I wonder why the equation $(2)$ for steradians of a probability density function given in Henyey-Greenstein-Phase function is still dependent on the function of radius $p(\theta)$. So that the solid angle in steradians $\Omega$ is:
$$ \Omega_{p} = \frac{A}{r^2} \,\,\, \stackrel{?}{=} \,\,\, \int_{0}^{\pi} 2\pi \: p(\theta) \: sin(\theta) \: d\theta $$
Although I am certain the source is correct, I do not understand where that equation comes from. Please let me show a reason why I expected the equation to have no $p(\theta)$ or at least to have it as $p(\theta)^2$.
Surface of an object of revolution: Let us calculate the surface area of a revolved object first. Imagine you have an upright axis called the polar axis. Around this axis is a revolved or twisted surface. A sphere would be an arc with constant radius revolved around that axis. Like the meridian in the following image:
If we make the radius from the center of the polar axis varying, so that it depends on $\theta$ we get $r \,(\,\theta\,)$ and we can influence that arc. The following figure shows the polar axis as horizontal $X - axis$. But still the distance from center $(0,0)$ is given as a radius and not as an perpendicular axis $Y$.
Notice, that the resulting revolved object is independent of $\phi$ and is therefore symmetrical around the polar axis.
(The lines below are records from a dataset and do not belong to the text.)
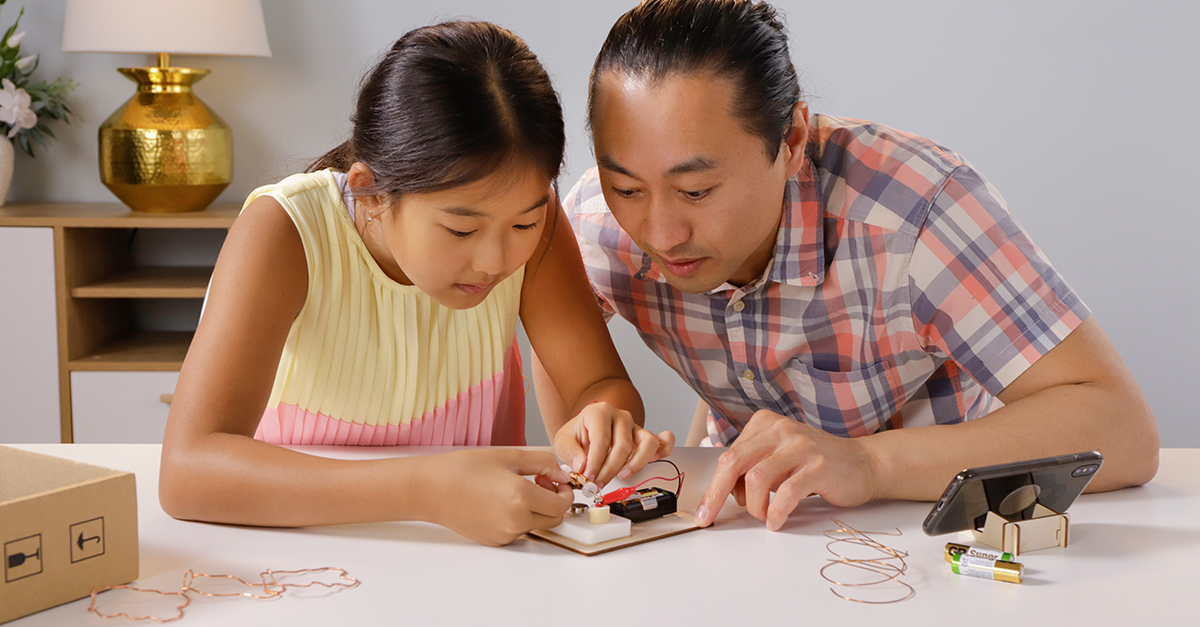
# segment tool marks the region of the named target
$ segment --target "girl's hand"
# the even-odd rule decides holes
[[[574,500],[550,453],[479,449],[429,459],[432,480],[413,488],[427,493],[431,522],[480,544],[502,546],[530,530],[556,527]]]
[[[654,435],[639,427],[629,412],[604,401],[584,407],[554,435],[559,459],[600,487],[613,477],[632,475],[674,449],[674,433]]]

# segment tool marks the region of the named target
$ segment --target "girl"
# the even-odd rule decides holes
[[[603,485],[668,455],[561,216],[562,110],[525,43],[486,23],[412,31],[353,120],[230,229],[163,441],[167,513],[425,520],[490,545],[557,525],[572,499],[549,453],[344,461],[273,445],[524,444],[518,315],[574,409],[549,434],[562,459]]]

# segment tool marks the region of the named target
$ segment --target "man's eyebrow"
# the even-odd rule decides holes
[[[520,215],[525,215],[525,214],[529,213],[530,211],[533,211],[534,209],[537,209],[538,207],[541,207],[542,205],[544,205],[548,202],[550,202],[550,194],[546,194],[545,196],[542,196],[542,198],[540,200],[535,202],[528,209],[522,211],[520,213]],[[486,218],[486,217],[488,217],[488,214],[486,214],[478,209],[472,209],[470,207],[442,207],[442,211],[445,211],[446,213],[449,213],[451,215],[462,216],[464,218]]]
[[[613,158],[608,155],[600,155],[600,157],[596,159],[596,164],[605,170],[611,170],[622,176],[628,176],[631,179],[637,178],[633,172],[626,170],[624,166],[614,161]]]
[[[703,172],[704,170],[714,170],[717,167],[717,160],[709,157],[692,157],[683,163],[667,170],[667,176],[679,176],[680,174],[689,174],[691,172]]]
[[[624,166],[613,160],[608,155],[602,155],[596,159],[596,163],[606,169],[623,174],[629,178],[638,178],[635,174],[625,169]],[[717,160],[711,157],[692,157],[683,163],[676,164],[670,170],[667,170],[667,176],[679,176],[681,174],[689,174],[691,172],[703,172],[705,170],[713,170],[717,167]],[[640,179],[639,179],[640,180]]]

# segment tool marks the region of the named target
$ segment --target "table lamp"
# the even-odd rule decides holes
[[[175,54],[269,57],[260,0],[67,0],[64,52],[158,55],[119,68],[137,93],[100,126],[100,180],[135,211],[200,211],[233,178],[233,134]]]

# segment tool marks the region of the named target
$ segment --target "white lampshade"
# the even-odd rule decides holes
[[[271,56],[261,0],[67,0],[62,49]]]

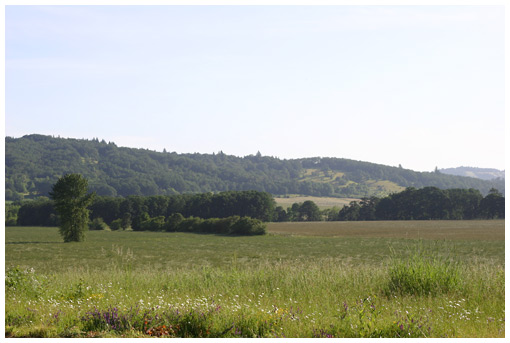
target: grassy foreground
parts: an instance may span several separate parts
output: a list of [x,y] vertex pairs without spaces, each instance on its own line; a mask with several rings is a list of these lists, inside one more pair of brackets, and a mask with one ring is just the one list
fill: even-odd
[[[501,221],[478,223],[504,233]],[[273,228],[89,232],[61,243],[56,228],[8,227],[6,336],[505,335],[501,232],[419,240],[402,227],[386,238]]]

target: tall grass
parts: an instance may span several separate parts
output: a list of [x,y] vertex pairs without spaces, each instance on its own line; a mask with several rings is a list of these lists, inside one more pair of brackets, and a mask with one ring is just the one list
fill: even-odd
[[[327,260],[28,273],[41,281],[7,287],[6,328],[16,337],[498,337],[505,316],[498,268],[466,268],[464,287],[427,294],[388,294],[391,265]],[[39,283],[44,289],[33,292]]]
[[461,289],[460,262],[440,255],[433,245],[420,241],[405,258],[391,252],[387,293],[437,295]]
[[[65,245],[43,230],[6,238],[21,243],[6,263],[8,337],[505,335],[495,242],[96,231]],[[65,268],[36,260],[73,251]]]

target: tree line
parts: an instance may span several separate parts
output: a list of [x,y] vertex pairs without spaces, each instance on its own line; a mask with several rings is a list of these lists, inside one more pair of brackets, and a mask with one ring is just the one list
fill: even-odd
[[333,217],[341,221],[504,219],[505,197],[496,189],[483,197],[475,189],[409,187],[384,198],[353,201]]
[[[232,225],[242,218],[252,218],[259,222],[271,221],[275,202],[269,193],[257,191],[229,191],[217,194],[182,194],[172,196],[96,196],[88,206],[91,222],[100,219],[109,227],[130,227],[133,230],[183,231],[157,227],[161,218],[180,215],[183,219],[197,220],[214,218],[234,218]],[[159,218],[159,219],[154,219]],[[238,220],[239,219],[239,220]],[[243,219],[238,223],[246,223]],[[203,230],[212,221],[206,222],[198,231]],[[6,225],[20,226],[57,226],[58,216],[54,201],[41,197],[33,201],[13,202],[6,205]],[[184,227],[186,222],[182,224]],[[218,224],[220,225],[220,224]],[[175,230],[174,230],[175,229]],[[232,230],[236,231],[236,227]],[[184,230],[185,231],[185,230]]]
[[[505,218],[505,197],[495,189],[484,197],[475,189],[409,187],[387,197],[362,198],[343,208],[320,210],[310,200],[284,209],[276,206],[266,192],[229,191],[125,198],[97,196],[89,209],[91,222],[100,220],[112,229],[186,231],[186,225],[194,221],[195,231],[200,232],[212,223],[201,221],[229,217],[249,217],[260,222],[502,219]],[[172,226],[170,218],[175,219],[175,216],[182,216],[189,222],[183,222],[180,228]],[[53,201],[48,198],[6,205],[6,225],[57,226],[57,221]]]

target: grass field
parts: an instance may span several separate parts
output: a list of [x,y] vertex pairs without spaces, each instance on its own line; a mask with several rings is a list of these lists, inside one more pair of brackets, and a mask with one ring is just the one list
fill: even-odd
[[313,201],[321,210],[326,208],[338,207],[342,208],[345,205],[349,205],[351,201],[359,200],[354,198],[332,198],[332,197],[312,197],[312,196],[290,196],[288,198],[274,198],[276,205],[287,209],[294,203],[301,203],[307,200]]
[[6,228],[8,337],[504,337],[504,221]]

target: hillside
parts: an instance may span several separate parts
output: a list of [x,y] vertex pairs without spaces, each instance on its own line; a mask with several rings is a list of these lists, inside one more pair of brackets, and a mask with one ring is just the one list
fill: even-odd
[[457,167],[439,169],[439,172],[449,175],[475,177],[482,180],[504,179],[505,171],[492,168]]
[[425,186],[475,188],[484,194],[494,187],[504,192],[502,180],[415,172],[342,158],[178,154],[36,134],[6,137],[5,150],[7,200],[47,196],[66,173],[82,174],[92,190],[110,196],[258,190],[359,198]]

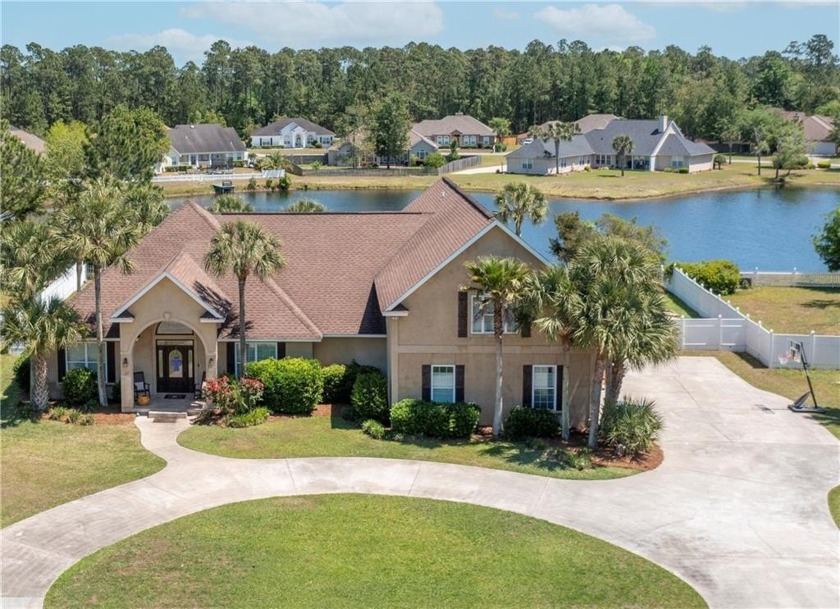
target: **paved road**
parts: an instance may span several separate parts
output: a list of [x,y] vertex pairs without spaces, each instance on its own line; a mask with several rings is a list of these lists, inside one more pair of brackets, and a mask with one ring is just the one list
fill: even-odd
[[178,446],[183,424],[140,418],[143,444],[167,467],[0,531],[2,606],[41,607],[82,557],[186,514],[274,495],[377,493],[570,526],[676,573],[711,607],[840,607],[840,532],[826,503],[840,484],[840,443],[712,358],[680,358],[625,383],[659,405],[665,461],[611,481],[418,461],[225,459]]

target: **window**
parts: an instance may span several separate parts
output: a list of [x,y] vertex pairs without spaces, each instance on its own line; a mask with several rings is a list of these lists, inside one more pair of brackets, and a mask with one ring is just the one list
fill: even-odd
[[[96,364],[99,361],[99,348],[96,343],[79,343],[69,345],[65,349],[65,362],[67,370],[75,368],[87,368],[96,372]],[[107,368],[108,362],[105,362]]]
[[534,366],[531,388],[533,408],[557,410],[557,366]]
[[[277,343],[274,342],[247,342],[245,348],[248,350],[248,361],[258,362],[261,359],[277,357]],[[236,362],[236,376],[241,375],[242,363],[239,361],[239,343],[233,349],[233,357]]]
[[485,135],[483,138],[481,138],[481,141],[484,143],[485,146],[489,145],[490,144],[490,136]]
[[455,401],[455,366],[432,366],[432,401]]
[[[493,334],[493,309],[489,305],[481,311],[481,302],[475,294],[470,294],[470,310],[472,311],[472,333]],[[516,320],[513,314],[507,309],[503,310],[502,318],[504,333],[513,334],[516,332]]]
[[672,156],[671,157],[671,167],[684,167],[685,166],[685,159],[681,156]]
[[522,159],[522,169],[533,169],[534,161],[531,159]]

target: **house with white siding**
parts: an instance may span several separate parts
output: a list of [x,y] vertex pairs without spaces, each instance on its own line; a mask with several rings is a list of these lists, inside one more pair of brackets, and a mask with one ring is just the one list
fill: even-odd
[[335,133],[305,118],[284,118],[251,134],[251,147],[307,148],[332,146]]

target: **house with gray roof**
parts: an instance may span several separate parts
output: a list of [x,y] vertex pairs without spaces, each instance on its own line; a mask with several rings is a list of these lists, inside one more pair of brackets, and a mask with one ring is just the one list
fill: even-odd
[[44,154],[47,149],[47,144],[37,135],[33,135],[23,129],[18,129],[14,125],[9,125],[9,133],[18,138],[24,145],[38,154]]
[[[327,153],[328,164],[351,164],[354,149],[356,149],[362,142],[365,142],[367,138],[368,131],[364,127],[360,127],[354,130],[347,136],[347,138],[343,142],[341,142],[341,144],[330,148],[330,150]],[[435,142],[425,137],[424,135],[418,133],[415,129],[409,129],[408,149],[403,154],[391,158],[391,165],[404,165],[408,163],[409,160],[412,158],[418,159],[420,161],[425,161],[426,157],[428,157],[433,152],[438,152],[439,150],[440,147]],[[387,164],[387,159],[384,159],[379,156],[373,156],[368,160],[373,161],[379,165]]]
[[[578,171],[586,166],[662,171],[666,168],[688,169],[689,173],[712,169],[715,151],[686,138],[677,124],[667,116],[656,120],[608,119],[585,124],[586,131],[571,141],[561,141],[559,163],[555,161],[554,140],[534,140],[506,156],[508,173],[548,175]],[[581,119],[583,121],[584,119]],[[626,158],[615,154],[612,143],[620,135],[633,142],[633,153]]]
[[332,146],[335,133],[305,118],[283,118],[251,134],[251,147],[306,148]]
[[830,116],[820,114],[808,115],[804,112],[780,110],[786,120],[798,123],[805,135],[805,148],[813,156],[834,156],[837,154],[837,144],[831,138],[834,131],[834,120]]
[[490,148],[497,137],[496,132],[480,120],[461,112],[441,119],[420,121],[412,129],[443,147],[449,147],[456,141],[461,148]]
[[221,125],[177,125],[167,132],[169,150],[156,168],[230,168],[245,160],[245,144],[232,127]]

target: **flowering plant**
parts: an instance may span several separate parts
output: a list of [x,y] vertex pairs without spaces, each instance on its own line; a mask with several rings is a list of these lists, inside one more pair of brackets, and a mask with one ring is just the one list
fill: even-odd
[[252,378],[239,381],[220,376],[208,379],[204,385],[204,397],[213,401],[219,414],[227,416],[232,413],[242,414],[257,407],[263,396],[265,385]]

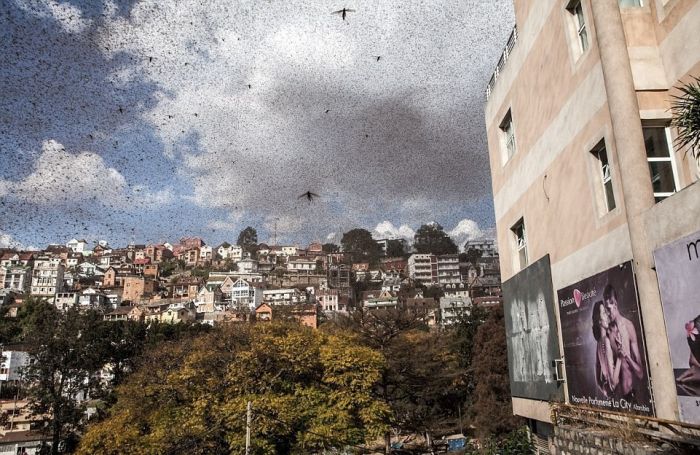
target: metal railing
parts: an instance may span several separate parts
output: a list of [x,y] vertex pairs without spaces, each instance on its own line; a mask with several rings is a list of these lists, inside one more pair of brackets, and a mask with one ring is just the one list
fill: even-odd
[[496,64],[496,69],[493,71],[493,75],[491,76],[491,79],[489,80],[489,84],[486,86],[486,100],[491,97],[491,92],[493,91],[494,86],[496,85],[496,81],[498,80],[498,77],[501,75],[501,71],[503,71],[503,68],[506,66],[506,62],[508,61],[508,58],[510,57],[511,52],[513,51],[513,48],[515,47],[515,44],[518,42],[518,26],[516,25],[513,27],[513,31],[510,33],[510,36],[508,37],[508,42],[506,43],[505,49],[503,49],[503,53],[501,54],[501,58],[498,59],[498,64]]

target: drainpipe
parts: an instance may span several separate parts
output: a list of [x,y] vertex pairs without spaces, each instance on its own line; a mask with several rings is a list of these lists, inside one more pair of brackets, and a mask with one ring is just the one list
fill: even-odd
[[[650,380],[653,379],[654,405],[658,417],[677,420],[675,379],[666,329],[664,324],[658,323],[663,321],[663,312],[656,273],[652,269],[651,246],[644,229],[644,213],[654,206],[654,193],[620,5],[618,0],[591,0],[590,4],[615,137],[640,307],[646,321],[644,332],[649,343],[647,357]],[[639,335],[641,351],[642,334]]]

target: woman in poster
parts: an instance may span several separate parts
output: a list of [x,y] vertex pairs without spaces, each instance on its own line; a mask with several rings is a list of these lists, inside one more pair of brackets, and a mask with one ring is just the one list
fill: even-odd
[[680,384],[700,382],[700,315],[685,324],[686,338],[690,347],[690,359],[688,368],[680,376]]
[[610,340],[610,318],[602,301],[593,305],[593,337],[596,346],[596,386],[606,398],[613,396],[613,391],[620,380],[620,366],[622,361],[613,352]]

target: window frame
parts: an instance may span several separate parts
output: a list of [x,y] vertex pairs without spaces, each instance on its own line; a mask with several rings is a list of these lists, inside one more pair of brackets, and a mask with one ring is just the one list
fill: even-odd
[[[590,153],[595,160],[596,175],[596,198],[599,201],[601,216],[605,216],[617,208],[617,198],[615,197],[615,183],[612,177],[612,163],[605,138],[601,139]],[[605,160],[601,159],[601,153],[605,154]],[[610,204],[612,199],[612,206]]]
[[513,122],[512,108],[508,108],[506,114],[503,116],[503,120],[501,120],[501,123],[498,125],[498,129],[501,139],[502,161],[505,165],[518,152],[518,143],[515,139],[515,123]]
[[530,263],[530,258],[527,251],[527,230],[525,229],[525,218],[520,218],[510,228],[513,234],[513,243],[515,246],[514,263],[518,265],[518,271],[523,270]]
[[586,22],[586,13],[583,11],[583,1],[571,0],[566,6],[566,10],[570,14],[570,18],[574,26],[577,48],[579,51],[579,56],[581,56],[588,50],[588,48],[591,47],[591,43],[589,42],[588,23]]
[[642,125],[642,132],[644,130],[648,129],[663,129],[664,130],[664,138],[666,139],[666,148],[668,149],[668,155],[667,156],[662,156],[662,157],[650,157],[649,156],[649,151],[646,149],[646,140],[645,140],[645,147],[644,147],[644,153],[646,154],[646,159],[647,159],[647,164],[649,163],[671,163],[671,173],[673,175],[673,187],[674,191],[672,192],[656,192],[654,191],[654,180],[653,180],[653,175],[651,175],[651,169],[649,169],[649,183],[652,186],[652,192],[654,194],[654,201],[656,203],[659,203],[666,199],[669,196],[673,196],[677,192],[680,191],[680,179],[678,176],[678,166],[676,165],[676,160],[675,160],[675,150],[673,148],[673,137],[671,136],[671,128],[668,125],[653,125],[653,124],[648,124],[648,125]]

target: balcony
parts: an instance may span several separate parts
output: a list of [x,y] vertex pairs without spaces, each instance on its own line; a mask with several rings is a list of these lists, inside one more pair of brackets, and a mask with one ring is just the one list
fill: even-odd
[[493,88],[496,86],[496,81],[501,75],[501,72],[503,71],[503,68],[506,66],[506,62],[508,61],[508,58],[510,58],[511,52],[513,52],[513,48],[515,47],[515,43],[518,42],[518,27],[517,25],[513,27],[513,31],[510,33],[510,36],[508,37],[508,42],[506,43],[505,49],[503,49],[503,53],[501,54],[501,58],[498,60],[498,64],[496,64],[496,69],[493,71],[493,75],[491,76],[491,79],[489,80],[489,84],[486,86],[486,101],[489,100],[491,97],[491,92],[493,92]]

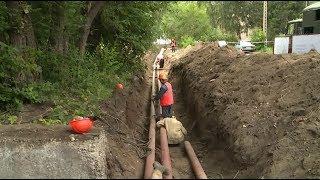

To calculate the surface of such an object given by $r\,(\,\theta\,)$ with $\theta \in [0,\pi$] and $\phi \in [0,2\pi] $ my initial assumption is to sum up (integrate) each ring around the polar axis that the given radius creates at position $\theta$.
$$\begin{align} A &= RingAlongPolarAxis \cdot DifferentialHeightOfRing\\ & = \int_{0}^{\pi} 2\pi \, sin(\theta) \, r(\theta) \cdot \sqrt{\Big(r(\theta)cos(\theta)\Big)^2+\Big(r(\theta)sin(\theta)\Big)^2} d\theta \\ & = \int_{0}^{\pi} 2\pi \, sin(\theta) \, r(\theta) \cdot \sqrt{ r(\theta)^2 \Big(cos(\theta)^2+sin(\theta)^2\Big) } d\theta \\ & = \int_{0}^{\pi} 2\pi \, sin(\theta) \, r(\theta) \cdot \sqrt{ r(\theta)^2 \cdot 1 } \: d\theta \\ & = \int_{0}^{\pi} 2\pi \, sin(\theta) \, r(\theta) \cdot r(\theta) \: d\theta \\ & = \int_{0}^{\pi} 2\pi \, sin(\theta) \, r(\theta)^2 \: d\theta \\ \end{align} $$
This seems to be correct because for a constant $r$ it yields the well known surface area of a sphere: $A=4\pi \, r^2$. But in here the radius function is squared. In the integral in question $p(\theta)$ is not squared.
Surface area in steradian: To get to $\Omega$ which is in steradian we need to calculate the surface area per $radius^2$. Let us calculate $\Omega$ of a sphere by putting the integral equation into the steradian definition:
$$ \begin{align} \Omega &= \frac{A}{r^2} \\ &= \int_{0}^{\pi} \frac{2\pi \, sin(\theta) \, r(\theta)^2}{r(\theta)^2} \: d\theta \\ &= \int_{0}^{\pi} 2\pi \, sin(\theta) \: d\theta \\ &= 2\pi \int_{0}^{\pi} sin(\theta) \: d\theta \\ &= 2\pi \, 2 = 4 \, \pi \\ \end{align} $$
As I can see, there is a good reason why a sphere has $4\,\pi$ steradians, regardless of its size and why steradians loose the unit of area e.g. $m^2 \Rightarrow$ the radius is just cancelled out and with it goes the unit of length (squared).
Questions:
- So why is the function that produces the radius dependent of $\theta$ still in the integral equation (2) for the surface area of the Henyey Greenstein function?
- If $p(\theta)$ is still in the equation how can it produce a unitless steradian value?